En nuestros días, en los cuales cada vez es más complicado diferenciar un vídeo musical de una escena porno, resulta un tanto inimaginable pensar el escándalo que puede causar un poema cuyo eje temático es la sexualidad desprovista de su función reproductiva, tal y como aconteció en nuestro país en enero de 1893, cuando fue publicada una “misa negra”. Pese a ello, tal vez las cosas no sean tan distintas hoy que hace 120 años.

Corrían los tiempos de la denominada pax porfiriana, en la que en México se gestó una camada de jóvenes escritores que fueron, algo así como, los rebeldes sin causa y outsiders del momento. Se trataba de los decadentistas, cuyo abanderado fue José Juan Tablada (1871-1945) —poeta que en ese entonces era aficionado, además de las obras de Charles Baudelaire, a sustancias tales como el hashish y el éter— quien fue un vanguardista al ser introductor del haikú en tierras mexicanas.

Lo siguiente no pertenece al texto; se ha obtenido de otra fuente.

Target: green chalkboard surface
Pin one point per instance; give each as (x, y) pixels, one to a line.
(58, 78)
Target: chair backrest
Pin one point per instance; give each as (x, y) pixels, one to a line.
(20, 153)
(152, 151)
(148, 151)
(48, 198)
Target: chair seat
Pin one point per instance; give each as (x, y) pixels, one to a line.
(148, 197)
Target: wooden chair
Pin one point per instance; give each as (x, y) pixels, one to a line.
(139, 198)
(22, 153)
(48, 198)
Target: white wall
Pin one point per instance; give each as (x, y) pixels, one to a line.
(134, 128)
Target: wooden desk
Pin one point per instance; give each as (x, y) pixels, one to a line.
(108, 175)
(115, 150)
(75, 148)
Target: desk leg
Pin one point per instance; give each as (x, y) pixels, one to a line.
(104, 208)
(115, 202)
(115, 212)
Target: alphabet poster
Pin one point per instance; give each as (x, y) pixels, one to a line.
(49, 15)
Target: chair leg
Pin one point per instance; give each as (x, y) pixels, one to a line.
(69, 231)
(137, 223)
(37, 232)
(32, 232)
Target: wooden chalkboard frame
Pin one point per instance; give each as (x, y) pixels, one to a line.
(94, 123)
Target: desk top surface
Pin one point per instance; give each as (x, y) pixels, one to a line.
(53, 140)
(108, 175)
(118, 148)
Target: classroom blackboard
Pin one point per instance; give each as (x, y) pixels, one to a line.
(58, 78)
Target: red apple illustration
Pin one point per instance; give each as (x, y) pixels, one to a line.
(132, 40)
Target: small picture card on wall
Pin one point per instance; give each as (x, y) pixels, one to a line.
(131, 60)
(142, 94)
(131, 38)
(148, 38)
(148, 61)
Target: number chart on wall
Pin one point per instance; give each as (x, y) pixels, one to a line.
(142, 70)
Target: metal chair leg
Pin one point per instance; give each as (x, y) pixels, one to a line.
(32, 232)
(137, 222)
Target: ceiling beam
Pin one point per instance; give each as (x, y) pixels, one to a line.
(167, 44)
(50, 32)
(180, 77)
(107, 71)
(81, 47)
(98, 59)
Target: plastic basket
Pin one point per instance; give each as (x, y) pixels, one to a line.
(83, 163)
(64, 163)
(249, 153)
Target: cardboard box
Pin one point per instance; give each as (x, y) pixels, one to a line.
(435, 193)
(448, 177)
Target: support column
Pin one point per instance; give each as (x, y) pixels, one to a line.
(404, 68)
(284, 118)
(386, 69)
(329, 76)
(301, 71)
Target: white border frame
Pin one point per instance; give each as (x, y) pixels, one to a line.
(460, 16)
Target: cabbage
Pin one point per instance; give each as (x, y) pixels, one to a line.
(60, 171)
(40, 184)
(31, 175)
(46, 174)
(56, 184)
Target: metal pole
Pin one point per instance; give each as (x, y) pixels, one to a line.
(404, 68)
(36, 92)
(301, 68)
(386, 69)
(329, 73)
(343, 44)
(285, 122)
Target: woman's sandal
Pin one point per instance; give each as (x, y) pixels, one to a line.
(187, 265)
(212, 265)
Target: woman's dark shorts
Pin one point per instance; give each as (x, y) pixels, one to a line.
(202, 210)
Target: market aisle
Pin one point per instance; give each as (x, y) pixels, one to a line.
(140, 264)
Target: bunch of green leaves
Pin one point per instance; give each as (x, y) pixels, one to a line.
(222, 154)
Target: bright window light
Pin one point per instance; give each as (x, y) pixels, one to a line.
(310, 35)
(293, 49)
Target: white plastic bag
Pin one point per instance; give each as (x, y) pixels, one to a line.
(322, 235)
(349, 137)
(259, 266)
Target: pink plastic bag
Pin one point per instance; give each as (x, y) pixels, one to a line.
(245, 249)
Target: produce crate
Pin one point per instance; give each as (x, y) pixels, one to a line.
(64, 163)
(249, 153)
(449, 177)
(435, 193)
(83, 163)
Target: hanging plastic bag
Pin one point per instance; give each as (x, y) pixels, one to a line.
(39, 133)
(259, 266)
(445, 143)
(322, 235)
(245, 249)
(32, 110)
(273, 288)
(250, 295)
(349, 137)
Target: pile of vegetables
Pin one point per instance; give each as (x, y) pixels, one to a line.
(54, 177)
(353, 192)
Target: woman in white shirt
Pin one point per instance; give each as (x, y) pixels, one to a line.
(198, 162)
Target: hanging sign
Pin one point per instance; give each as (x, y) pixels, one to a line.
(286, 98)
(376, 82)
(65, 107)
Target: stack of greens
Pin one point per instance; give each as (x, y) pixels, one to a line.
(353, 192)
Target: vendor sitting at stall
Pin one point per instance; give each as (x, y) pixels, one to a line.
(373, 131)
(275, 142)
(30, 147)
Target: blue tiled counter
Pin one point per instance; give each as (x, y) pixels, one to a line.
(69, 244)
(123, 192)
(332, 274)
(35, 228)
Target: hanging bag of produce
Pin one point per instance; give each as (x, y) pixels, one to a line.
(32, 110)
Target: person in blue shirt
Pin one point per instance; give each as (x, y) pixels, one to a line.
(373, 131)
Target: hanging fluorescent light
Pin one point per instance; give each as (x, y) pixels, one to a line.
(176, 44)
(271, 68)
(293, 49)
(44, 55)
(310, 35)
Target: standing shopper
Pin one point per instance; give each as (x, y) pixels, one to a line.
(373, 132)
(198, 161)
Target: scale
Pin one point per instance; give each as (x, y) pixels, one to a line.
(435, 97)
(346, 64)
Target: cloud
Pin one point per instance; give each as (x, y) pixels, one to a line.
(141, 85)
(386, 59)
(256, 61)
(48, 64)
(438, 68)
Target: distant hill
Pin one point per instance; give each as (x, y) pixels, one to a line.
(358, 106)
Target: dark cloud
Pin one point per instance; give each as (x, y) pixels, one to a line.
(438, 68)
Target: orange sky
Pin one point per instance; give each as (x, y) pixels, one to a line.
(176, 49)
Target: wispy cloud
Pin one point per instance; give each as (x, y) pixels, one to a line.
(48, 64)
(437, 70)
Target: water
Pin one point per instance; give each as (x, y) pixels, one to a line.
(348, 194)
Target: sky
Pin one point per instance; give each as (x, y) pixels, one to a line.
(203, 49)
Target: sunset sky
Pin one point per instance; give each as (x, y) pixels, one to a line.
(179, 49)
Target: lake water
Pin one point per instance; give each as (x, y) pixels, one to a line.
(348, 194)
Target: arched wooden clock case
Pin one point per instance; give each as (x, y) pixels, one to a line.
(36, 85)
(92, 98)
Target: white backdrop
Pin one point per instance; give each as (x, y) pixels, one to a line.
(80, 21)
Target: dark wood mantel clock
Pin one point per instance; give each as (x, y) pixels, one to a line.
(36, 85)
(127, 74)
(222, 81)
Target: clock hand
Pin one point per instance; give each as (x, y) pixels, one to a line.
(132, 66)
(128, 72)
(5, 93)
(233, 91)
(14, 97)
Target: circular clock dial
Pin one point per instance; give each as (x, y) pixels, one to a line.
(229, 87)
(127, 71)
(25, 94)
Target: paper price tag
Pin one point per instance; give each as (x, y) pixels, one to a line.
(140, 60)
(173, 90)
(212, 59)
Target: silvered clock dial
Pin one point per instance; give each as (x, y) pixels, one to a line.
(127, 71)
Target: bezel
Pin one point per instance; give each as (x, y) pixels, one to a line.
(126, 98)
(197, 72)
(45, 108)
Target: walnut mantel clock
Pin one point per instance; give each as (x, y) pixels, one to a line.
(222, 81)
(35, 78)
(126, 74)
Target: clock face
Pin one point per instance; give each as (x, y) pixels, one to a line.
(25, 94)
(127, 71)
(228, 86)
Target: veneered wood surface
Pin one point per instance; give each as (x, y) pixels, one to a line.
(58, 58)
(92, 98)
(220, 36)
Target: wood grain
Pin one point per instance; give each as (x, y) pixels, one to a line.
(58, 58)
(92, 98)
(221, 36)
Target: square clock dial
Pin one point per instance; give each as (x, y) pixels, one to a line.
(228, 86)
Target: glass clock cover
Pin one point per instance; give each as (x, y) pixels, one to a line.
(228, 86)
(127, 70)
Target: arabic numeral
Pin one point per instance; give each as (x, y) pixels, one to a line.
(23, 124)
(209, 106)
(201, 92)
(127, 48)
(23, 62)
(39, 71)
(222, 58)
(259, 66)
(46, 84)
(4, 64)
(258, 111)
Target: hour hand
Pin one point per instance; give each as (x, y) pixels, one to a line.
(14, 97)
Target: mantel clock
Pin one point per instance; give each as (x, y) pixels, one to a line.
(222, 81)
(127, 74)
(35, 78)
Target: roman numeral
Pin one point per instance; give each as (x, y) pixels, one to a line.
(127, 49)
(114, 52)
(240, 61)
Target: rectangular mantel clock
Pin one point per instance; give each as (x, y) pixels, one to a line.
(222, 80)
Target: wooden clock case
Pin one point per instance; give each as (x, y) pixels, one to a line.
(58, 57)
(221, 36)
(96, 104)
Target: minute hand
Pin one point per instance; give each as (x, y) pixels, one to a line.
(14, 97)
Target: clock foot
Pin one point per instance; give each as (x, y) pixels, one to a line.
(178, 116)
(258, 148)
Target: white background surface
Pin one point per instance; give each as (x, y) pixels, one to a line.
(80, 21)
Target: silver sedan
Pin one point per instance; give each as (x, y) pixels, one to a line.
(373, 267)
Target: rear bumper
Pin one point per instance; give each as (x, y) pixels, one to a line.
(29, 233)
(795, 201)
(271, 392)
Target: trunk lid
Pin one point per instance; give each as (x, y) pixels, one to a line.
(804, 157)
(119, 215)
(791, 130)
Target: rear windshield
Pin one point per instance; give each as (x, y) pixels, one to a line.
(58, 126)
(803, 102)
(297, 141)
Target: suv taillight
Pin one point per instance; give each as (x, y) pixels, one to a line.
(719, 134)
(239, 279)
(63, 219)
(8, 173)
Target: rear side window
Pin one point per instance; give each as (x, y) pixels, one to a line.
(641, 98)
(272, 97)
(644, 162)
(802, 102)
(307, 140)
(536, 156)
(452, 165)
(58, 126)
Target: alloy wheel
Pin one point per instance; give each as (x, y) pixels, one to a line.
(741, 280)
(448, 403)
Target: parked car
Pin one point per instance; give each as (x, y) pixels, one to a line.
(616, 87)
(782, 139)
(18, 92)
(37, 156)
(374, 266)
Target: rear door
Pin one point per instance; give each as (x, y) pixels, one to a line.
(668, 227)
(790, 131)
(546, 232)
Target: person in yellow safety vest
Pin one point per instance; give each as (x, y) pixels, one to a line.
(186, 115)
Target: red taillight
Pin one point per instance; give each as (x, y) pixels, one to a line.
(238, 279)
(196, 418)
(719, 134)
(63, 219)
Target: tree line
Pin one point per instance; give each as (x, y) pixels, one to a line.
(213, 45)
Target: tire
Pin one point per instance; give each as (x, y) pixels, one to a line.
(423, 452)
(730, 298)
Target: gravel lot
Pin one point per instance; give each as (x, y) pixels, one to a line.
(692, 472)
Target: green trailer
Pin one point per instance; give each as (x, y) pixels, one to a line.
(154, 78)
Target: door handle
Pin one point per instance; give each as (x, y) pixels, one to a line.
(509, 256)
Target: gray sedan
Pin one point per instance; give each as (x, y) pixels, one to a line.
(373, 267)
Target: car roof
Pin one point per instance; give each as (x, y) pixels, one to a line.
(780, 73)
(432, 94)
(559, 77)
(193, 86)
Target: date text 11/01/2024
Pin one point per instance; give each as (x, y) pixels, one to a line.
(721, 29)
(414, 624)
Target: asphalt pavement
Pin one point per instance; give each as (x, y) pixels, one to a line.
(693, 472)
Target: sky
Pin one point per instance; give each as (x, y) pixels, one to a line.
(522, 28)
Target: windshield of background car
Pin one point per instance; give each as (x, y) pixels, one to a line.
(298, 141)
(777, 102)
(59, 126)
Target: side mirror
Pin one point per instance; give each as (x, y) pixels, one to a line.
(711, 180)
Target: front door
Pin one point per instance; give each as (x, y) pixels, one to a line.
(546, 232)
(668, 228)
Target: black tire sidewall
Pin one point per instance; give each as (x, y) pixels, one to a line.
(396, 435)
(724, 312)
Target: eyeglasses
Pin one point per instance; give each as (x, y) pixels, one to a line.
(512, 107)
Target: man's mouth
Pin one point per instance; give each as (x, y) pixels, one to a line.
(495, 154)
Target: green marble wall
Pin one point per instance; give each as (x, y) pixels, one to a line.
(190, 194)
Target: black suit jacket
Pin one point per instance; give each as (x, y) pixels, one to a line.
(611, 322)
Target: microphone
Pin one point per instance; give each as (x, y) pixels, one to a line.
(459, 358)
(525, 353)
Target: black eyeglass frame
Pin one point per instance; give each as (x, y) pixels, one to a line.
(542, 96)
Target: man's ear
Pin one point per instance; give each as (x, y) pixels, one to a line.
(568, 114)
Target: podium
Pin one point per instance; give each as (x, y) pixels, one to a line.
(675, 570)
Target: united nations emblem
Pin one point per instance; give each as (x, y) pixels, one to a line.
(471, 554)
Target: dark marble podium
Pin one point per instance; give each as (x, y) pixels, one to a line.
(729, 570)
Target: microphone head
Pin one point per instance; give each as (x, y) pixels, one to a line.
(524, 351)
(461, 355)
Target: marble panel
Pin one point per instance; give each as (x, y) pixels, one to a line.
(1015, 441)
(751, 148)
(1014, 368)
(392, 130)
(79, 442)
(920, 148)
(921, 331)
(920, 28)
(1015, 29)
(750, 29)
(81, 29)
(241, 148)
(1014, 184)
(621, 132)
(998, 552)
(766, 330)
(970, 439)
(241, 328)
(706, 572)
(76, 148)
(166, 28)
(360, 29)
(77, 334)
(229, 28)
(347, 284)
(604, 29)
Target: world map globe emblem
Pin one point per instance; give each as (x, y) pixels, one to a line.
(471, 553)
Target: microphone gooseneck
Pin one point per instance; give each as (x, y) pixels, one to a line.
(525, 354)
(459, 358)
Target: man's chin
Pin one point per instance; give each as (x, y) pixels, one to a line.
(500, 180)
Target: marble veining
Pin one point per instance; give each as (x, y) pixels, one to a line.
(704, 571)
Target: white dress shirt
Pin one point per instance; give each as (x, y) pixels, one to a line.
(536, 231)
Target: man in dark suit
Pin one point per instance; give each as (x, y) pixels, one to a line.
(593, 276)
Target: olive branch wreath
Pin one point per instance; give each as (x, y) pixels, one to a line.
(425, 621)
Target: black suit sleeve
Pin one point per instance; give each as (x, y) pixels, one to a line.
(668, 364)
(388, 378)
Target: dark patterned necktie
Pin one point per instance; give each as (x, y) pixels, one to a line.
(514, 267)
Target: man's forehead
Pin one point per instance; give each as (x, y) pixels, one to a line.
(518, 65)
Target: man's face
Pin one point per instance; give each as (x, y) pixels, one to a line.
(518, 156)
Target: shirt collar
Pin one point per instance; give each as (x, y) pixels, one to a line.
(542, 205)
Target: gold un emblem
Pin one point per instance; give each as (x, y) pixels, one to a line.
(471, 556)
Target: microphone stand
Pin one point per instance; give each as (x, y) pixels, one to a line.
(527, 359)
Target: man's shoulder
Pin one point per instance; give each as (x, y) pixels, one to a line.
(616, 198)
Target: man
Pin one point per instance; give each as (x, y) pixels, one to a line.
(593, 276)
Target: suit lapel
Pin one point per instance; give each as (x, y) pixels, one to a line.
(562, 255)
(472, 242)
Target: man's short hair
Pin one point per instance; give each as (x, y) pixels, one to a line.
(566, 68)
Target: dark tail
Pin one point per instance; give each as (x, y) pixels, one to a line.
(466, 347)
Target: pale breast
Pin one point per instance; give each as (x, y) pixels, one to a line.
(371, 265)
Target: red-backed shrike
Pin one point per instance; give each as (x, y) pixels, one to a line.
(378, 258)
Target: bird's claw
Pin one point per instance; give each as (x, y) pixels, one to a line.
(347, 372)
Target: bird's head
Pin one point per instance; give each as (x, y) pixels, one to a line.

Tablada creía en la libertad de expresión y tuvo a bien pensar que su cargo de jefe de redacción del recién fundado periódico capitalino El País, le traería ciertos privilegios. De modo que en la primera entrega dominical de dicho diario, publicó unos versos en los cuales dijo a su hipotética amada, entre otras febriles confesiones, lo siguiente: “Quiero en las gradas de tu lecho/doblar temblando la rodilla/y hacer del ara de tu lecho/ y de tu alcoba la capilla./ Y celebrar ferviente y mudo, sobre tu cuerpo seductor,/lleno de esencias y desnudo/ ¡la Misa Negra de mi amor”.

Versos éstos desprovistos de obscenidad (si se posee la osadía de compararlos con un altisonante reguetón) y que estilísticamente no logran las cimas alcanzadas años después por el hidalguense Efrén Rebolledo (1877-1929) en la colección de sonetos eróticos titulada Caro víctrix (triunfo de la carne). No obstante, “Misa negra” causó revuelo porque llegó a los ojos equivocados, los de la primera dama.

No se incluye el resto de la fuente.